Simple Truth: the Singularity of the Church

Simple Truth: the Singularity of the Church

Peter once referred to the writings of Paul this way, “There are some things in them that are hard to understand” (2 Pet. 3:16). Not that my opinion matters, but I know where Peter is coming from. I suspect you do, too. But just because there are some Biblical concepts that are hard to grasp, this does not mean that all of them are. As a matter of fact, some of the most important doctrines of the New Testament are just not that difficult to understand. One of those doctrines is the singularity of the church.

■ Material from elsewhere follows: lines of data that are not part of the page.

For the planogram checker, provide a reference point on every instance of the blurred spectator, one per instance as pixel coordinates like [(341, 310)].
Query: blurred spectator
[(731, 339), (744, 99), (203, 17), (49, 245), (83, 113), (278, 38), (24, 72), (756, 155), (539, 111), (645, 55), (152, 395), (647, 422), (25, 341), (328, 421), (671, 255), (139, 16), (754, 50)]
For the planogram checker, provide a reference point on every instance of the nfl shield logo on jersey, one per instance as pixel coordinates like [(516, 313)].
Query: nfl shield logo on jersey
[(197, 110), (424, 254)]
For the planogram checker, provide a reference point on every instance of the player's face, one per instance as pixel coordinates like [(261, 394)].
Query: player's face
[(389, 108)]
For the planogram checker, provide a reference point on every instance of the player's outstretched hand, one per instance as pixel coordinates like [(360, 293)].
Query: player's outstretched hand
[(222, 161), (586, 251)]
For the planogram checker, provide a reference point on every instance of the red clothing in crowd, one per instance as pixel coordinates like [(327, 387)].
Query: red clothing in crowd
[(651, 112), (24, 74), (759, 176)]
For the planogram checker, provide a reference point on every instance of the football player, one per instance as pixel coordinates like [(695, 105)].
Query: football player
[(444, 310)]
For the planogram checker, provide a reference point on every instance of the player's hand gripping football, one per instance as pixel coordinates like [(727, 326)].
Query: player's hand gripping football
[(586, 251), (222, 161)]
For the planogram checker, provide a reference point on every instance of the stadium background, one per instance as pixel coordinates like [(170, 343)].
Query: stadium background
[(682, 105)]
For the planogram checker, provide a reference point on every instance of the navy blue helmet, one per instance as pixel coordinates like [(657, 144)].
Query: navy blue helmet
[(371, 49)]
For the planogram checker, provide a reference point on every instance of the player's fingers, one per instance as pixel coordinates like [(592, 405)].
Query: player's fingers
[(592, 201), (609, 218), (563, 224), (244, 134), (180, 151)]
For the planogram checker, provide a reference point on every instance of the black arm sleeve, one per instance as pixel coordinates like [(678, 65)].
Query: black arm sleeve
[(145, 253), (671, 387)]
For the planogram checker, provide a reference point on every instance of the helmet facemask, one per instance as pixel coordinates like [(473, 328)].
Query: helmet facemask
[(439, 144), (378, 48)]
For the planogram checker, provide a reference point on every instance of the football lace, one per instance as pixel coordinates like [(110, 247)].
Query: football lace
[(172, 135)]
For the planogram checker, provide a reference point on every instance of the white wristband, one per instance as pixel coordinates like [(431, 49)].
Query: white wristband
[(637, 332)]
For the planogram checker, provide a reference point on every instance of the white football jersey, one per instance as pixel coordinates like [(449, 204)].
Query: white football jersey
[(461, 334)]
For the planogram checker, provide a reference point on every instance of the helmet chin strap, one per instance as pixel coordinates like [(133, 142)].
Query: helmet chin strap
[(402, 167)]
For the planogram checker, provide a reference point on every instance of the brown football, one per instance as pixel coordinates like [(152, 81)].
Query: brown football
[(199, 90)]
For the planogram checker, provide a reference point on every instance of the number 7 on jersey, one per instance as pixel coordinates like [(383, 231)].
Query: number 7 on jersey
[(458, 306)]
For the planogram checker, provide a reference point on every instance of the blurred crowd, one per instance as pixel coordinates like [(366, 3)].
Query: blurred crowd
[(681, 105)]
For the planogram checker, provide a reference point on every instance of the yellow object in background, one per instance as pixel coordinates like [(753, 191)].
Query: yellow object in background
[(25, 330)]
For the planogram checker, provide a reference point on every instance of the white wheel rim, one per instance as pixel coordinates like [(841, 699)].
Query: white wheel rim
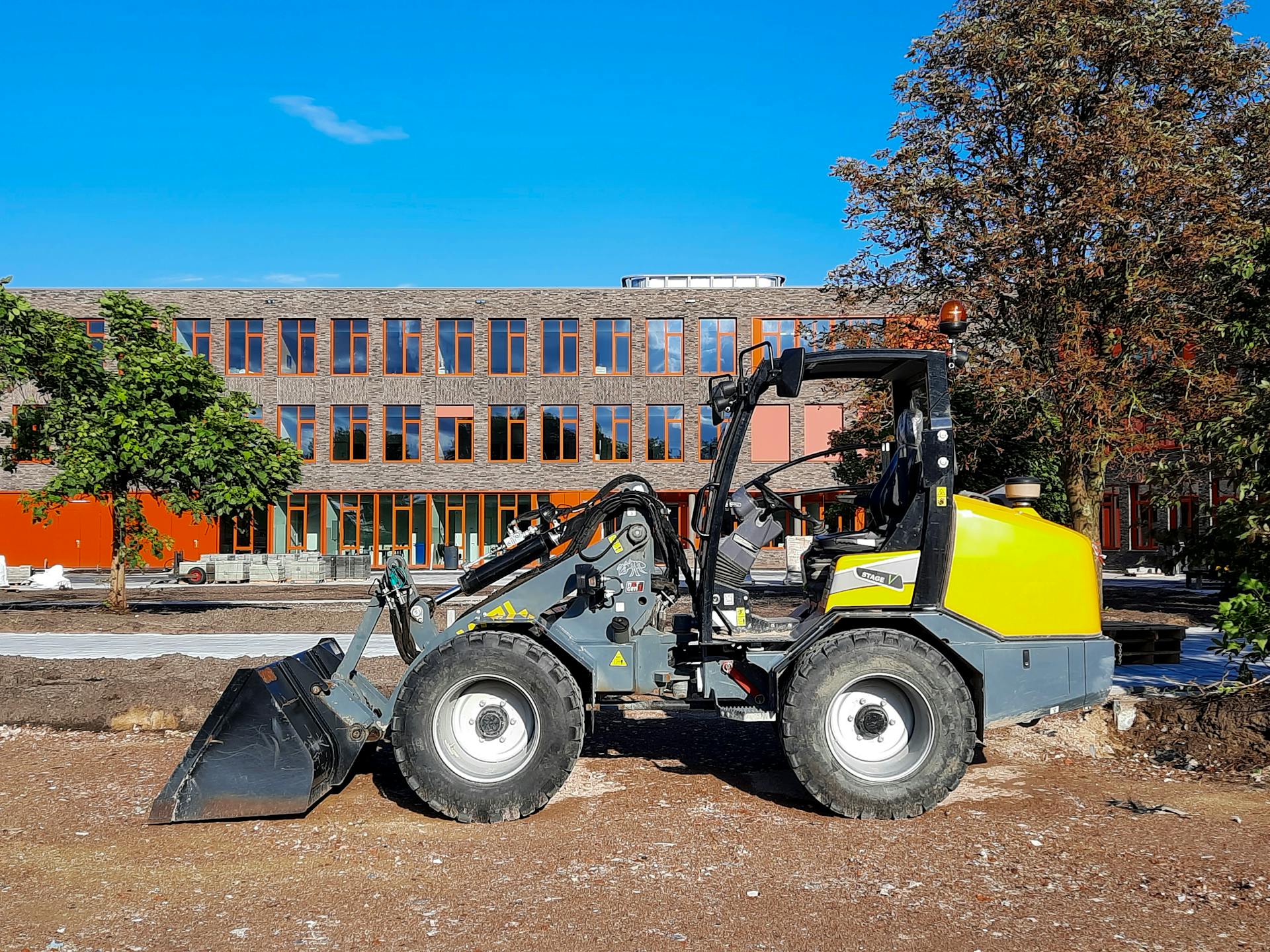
[(880, 728), (486, 729)]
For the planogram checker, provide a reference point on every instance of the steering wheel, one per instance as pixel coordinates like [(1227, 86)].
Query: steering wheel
[(777, 503)]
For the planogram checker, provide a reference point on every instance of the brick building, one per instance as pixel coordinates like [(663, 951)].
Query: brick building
[(429, 416)]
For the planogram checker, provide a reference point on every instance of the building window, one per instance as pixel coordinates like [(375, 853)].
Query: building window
[(403, 347), (559, 347), (244, 347), (28, 437), (296, 423), (455, 434), (304, 522), (95, 331), (244, 534), (1109, 521), (665, 347), (666, 433), (814, 333), (349, 429), (718, 352), (507, 434), (560, 434), (614, 433), (296, 347), (455, 348), (349, 343), (193, 335), (403, 434), (1142, 518), (613, 347), (709, 434), (1184, 516), (507, 347)]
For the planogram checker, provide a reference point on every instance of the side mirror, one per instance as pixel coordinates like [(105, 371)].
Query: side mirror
[(790, 380)]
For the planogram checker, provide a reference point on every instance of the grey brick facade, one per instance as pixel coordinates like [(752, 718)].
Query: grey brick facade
[(534, 390)]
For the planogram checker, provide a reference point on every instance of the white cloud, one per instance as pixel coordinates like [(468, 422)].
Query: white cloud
[(287, 278), (327, 122)]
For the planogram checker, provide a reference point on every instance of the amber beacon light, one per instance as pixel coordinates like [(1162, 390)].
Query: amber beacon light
[(952, 319)]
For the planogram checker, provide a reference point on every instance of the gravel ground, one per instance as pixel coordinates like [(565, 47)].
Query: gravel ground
[(673, 832)]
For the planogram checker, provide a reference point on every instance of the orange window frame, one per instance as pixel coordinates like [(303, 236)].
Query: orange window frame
[(1142, 518), (359, 347), (306, 422), (563, 418), (359, 422), (305, 332), (34, 429), (668, 337), (253, 346), (472, 440), (402, 346), (1109, 521), (200, 335), (460, 337), (412, 422), (720, 335), (672, 416), (513, 338), (95, 331), (554, 340), (619, 415), (512, 426), (614, 337)]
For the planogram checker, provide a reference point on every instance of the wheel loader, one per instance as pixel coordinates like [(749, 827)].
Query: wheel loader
[(947, 614)]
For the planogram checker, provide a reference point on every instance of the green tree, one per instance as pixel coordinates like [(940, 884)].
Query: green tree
[(1071, 168), (140, 415)]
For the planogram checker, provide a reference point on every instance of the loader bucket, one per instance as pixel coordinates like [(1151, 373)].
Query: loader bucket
[(271, 746)]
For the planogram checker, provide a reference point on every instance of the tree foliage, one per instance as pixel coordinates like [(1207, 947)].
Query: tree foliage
[(140, 415), (1235, 444), (1072, 168)]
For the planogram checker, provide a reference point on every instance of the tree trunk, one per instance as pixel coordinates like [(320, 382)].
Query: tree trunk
[(1085, 488), (118, 598)]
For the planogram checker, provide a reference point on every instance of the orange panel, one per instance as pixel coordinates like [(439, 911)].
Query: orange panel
[(79, 536), (770, 434)]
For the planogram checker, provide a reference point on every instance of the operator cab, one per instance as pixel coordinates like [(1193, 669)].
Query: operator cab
[(919, 455)]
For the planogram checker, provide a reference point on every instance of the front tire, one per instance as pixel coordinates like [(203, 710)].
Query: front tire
[(878, 724), (488, 727)]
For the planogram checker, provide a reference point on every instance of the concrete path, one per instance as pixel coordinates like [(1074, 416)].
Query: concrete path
[(134, 645)]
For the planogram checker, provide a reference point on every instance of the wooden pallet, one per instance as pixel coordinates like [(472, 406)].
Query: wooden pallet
[(1144, 643)]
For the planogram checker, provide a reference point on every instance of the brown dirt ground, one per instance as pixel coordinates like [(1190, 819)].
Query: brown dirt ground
[(673, 832), (1224, 733)]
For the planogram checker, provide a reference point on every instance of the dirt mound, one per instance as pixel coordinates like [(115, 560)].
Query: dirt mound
[(1214, 733), (154, 694)]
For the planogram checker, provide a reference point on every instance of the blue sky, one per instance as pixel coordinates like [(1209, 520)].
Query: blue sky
[(321, 143)]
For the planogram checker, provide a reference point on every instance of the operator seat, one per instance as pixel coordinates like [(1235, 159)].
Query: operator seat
[(890, 495)]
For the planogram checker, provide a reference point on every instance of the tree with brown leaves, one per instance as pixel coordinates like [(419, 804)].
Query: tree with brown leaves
[(1072, 169)]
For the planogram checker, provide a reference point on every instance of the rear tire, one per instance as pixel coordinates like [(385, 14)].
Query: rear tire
[(878, 724), (488, 727)]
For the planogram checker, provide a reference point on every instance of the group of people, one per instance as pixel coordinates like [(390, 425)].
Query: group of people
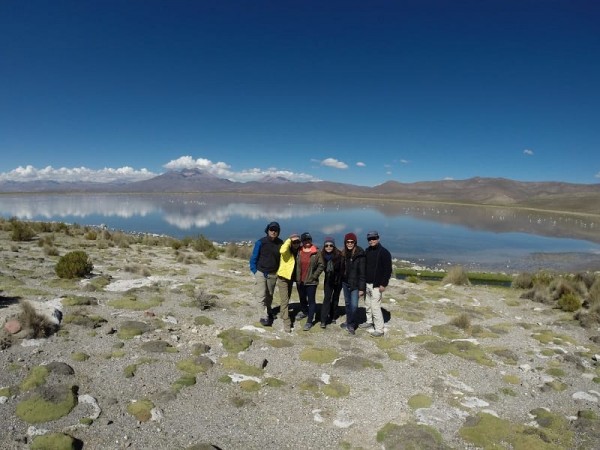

One of the characteristics of the religious climate of our day is the proliferation of different religions that fall under the broad heading of Christendom. It’s not difficult for most folks to find a church that fits their criteria of what a church should be. The widespread availability of churches to choose from is heralded as a wonderful blessing from God.

But is it? Did denominationalism originate with God? Did Jesus build, and therefore approve, all of the different “Christian” religions complete with their opposing doctrines and practices? No, he didn’t. Here is the simple truth:

  • When Jesus was preparing his followers for what would happen after his death and resurrection, he promised, “I will build my church” (Matt. 16:18). The word “church” is singular, not plural.
  • “There is one body” (Eph. 4:4).
  • Jesus is the “head over all things to the church, which is his body” (Eph. 1:22-23). Paul identifies the one body as the church.
  • If there is only one body, and that body is the church, then there is only one church.

Simple, isn’t it? But that leads to the question: if there’s only one church in the New Testament, why do so many exist today? And why do they all claim allegiance to Jesus?

Perhaps this illustration will help. Suppose you gave an identical copy of the same blueprint to 10 different homebuilders with the instructions to build a home by following that blueprint. Further suppose that when the builders were finished, each home looked different from the others. What would you conclude? That at least 9 of the 10, and perhaps all 10, did not follow the blueprint. The only way to tell which builder built the right home would be to compare each home to the blueprint.

When different churches all claim to follow the New Testament, but they teach and practice things that are diametrically opposed to each other, there is only one conclusion: someone isn’t following the pattern.

The truth is simple: Jesus built one church.